Tsetse flies (Glossina spp.) vector pathogenic African trypanosomes, which cause sleeping sickness in humans and nagana in domesticated animals. Additionally, tsetse harbors 3 maternally transmitted endosymbiotic bacteria that modulate their host's physiology. Tsetse is highly resistant to infection with trypanosomes, and this phenotype depends on multiple physiological factors at the time of challenge. These factors include host age, density of maternally-derived trypanolytic effector molecules present in the gut, and symbiont status during development. In this study, we investigated the molecular mechanisms that result in tsetse's resistance to trypanosomes. We found that following parasite challenge, young susceptible tsetse present a highly attenuated immune response. In contrast, mature refractory flies express higher levels of genes associated with humoral (attacin and pgrp-lb) and epithelial (inducible nitric oxide synthase and dual oxidase) immunity. Additionally, we discovered that tsetse must harbor its endogenous microbiome during intrauterine larval development in order to present a parasite refractory phenotype during adulthood. Interestingly, mature aposymbiotic flies (Gmm(Apo)) present a strong immune response earlier in the infection process than do WT flies that harbor symbiotic bacteria throughout their entire lifecycle. However, this early response fails to confer significant resistance to trypanosomes. Gmm(Apo) adults present a structurally compromised peritrophic matrix (PM), which lines the fly midgut and serves as a physical barrier that separates luminal contents from immune responsive epithelial cells. We propose that the early immune response we observe in Gmm(Apo) flies following parasite challenge results from the premature exposure of gut epithelia to parasite-derived immunogens in the absence of a robust PM. Thus, tsetse's PM appears to regulate the timing of host immune induction following parasite challenge. Our results document a novel finding, which is the existence of a positive correlation between tsetse's larval microbiome and the integrity of the emerging adult PM gut immune barrier.

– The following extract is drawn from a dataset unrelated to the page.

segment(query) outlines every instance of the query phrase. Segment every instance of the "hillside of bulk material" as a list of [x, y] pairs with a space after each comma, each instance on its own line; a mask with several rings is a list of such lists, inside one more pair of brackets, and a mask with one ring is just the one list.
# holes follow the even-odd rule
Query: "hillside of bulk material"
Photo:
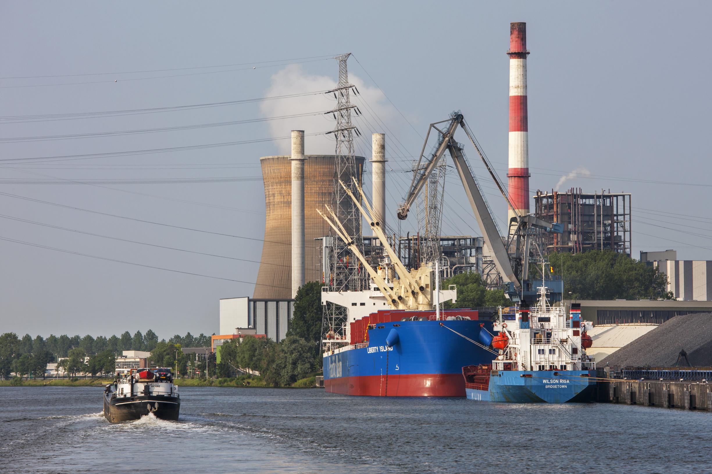
[[712, 313], [671, 318], [596, 365], [673, 367], [682, 350], [687, 352], [691, 365], [712, 366]]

采采蝇( Glossina spp.)传播导致人类昏睡病和家畜纳尼亚病的致病性非洲锥虫。此外,采采蝇还携带 3 种母系传递的共生内细菌,这些细菌调节宿主的生理机能。采采蝇对锥虫感染具有很强的抵抗力,这种表型取决于挑战时的多种生理因素。这些因素包括宿主年龄、肠道中存在的母体衍生的锥虫溶解效应分子的密度以及发育过程中的共生体状态。在这项研究中,我们研究了导致采采蝇对锥虫产生抗性的分子机制。我们发现,在寄生虫挑战后,年幼易感的采采蝇表现出高度减弱的免疫反应。相比之下,成熟的抗性苍蝇表达更高水平与体液(attacin 和 pgrp-lb)和上皮(诱导型一氧化氮合酶和双氧化酶)免疫相关的基因。此外,我们发现,采采蝇必须在子宫内幼虫发育过程中保留其内共生微生物组,以便在成年期表现出对寄生虫的抗性表型。有趣的是,成熟的无菌蝇(Gmm(Apo))在感染过程的早期比整个生命周期都携带共生细菌的 WT 蝇表现出更强的免疫反应。然而,这种早期反应并不能赋予对锥虫的显著抗性。Gmm(Apo)成虫表现出结构受损的围食膜(PM),该膜沿蝇中肠排列,作为物理屏障,将腔内容物与免疫反应性上皮细胞隔开。我们提出,我们在寄生虫挑战后观察到的 Gmm(Apo)蝇中的早期免疫反应是由于在没有强大 PM 的情况下,肠道上皮过早暴露于寄生虫衍生的免疫原。因此,采采蝇的 PM 似乎调节了宿主免疫诱导的时间,以应对寄生虫的挑战。我们的研究结果记录了一个新的发现,即采采蝇幼虫微生物组与成年 PM 肠道免疫屏障完整性之间存在正相关关系。